FUMO, DROGA, ALCOL. Negli ultimi 10 anni si è significativamente ridotta l'età della prima sigaretta (da 15,7 a 14,2 anni). Per quanto riguarda l'assunzione di alcolici, rimane elevato il numero di giovani che dichiarano di assumerli, ma tra questi è raddoppiato il numero di quelli che bevono con regolarità soltanto nel fine settimana. Il consumo dell'hashish sta diventando invece una moda abituale, visto che il 72% degli intervistati ne ha dichiarato un uso saltuario, mentre il 28,3% dichiara di consumarlo con una certa abitudine (nel 2004 era il 20,9%).

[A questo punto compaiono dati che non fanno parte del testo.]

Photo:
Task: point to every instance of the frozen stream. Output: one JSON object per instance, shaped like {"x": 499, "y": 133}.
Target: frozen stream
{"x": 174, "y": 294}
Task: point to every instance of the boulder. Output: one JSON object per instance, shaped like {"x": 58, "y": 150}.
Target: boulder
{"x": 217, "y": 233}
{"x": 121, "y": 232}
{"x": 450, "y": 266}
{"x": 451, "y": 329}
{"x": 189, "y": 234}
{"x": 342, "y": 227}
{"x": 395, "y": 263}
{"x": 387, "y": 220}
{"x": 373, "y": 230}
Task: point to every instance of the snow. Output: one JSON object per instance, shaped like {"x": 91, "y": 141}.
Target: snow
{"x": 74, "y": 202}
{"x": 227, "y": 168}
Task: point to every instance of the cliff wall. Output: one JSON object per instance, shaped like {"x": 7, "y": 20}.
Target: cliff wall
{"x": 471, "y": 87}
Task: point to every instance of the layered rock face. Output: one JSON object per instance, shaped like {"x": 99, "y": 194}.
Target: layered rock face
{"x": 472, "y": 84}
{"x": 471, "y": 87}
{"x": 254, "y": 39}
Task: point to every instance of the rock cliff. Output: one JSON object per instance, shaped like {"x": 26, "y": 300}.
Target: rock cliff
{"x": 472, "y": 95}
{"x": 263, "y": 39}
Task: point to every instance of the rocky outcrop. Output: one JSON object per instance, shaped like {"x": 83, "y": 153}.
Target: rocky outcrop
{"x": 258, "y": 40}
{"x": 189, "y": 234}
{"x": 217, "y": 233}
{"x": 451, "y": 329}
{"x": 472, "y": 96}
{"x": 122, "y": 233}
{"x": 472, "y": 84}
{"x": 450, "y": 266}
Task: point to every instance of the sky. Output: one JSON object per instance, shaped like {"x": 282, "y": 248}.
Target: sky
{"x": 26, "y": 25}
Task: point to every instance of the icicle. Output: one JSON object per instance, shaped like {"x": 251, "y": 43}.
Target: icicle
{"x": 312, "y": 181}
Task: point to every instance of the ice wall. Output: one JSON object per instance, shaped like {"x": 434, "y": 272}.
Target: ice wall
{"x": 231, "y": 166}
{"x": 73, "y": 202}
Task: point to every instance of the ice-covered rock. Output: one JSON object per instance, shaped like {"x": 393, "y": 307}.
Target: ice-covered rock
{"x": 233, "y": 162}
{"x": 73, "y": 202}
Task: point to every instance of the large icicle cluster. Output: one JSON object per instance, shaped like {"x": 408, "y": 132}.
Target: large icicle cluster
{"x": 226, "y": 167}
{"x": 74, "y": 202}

DISFUNZIONI SESSUALI. Tra gli intervistati è fortemente incrementata la frequenza di coloro che giudicano non soddisfacente la propria sessualità, lamentando diverse disfunzioni (in dieci anni dal 7,2 al 15,5%). I problemi più frequenti vanno dall'eiaculazione precoce (7,2%) alla disfunzione erettile (2,7%), dal desiderio ipoattivo (3,6%) all'eiaculazione ritardata (1,1%).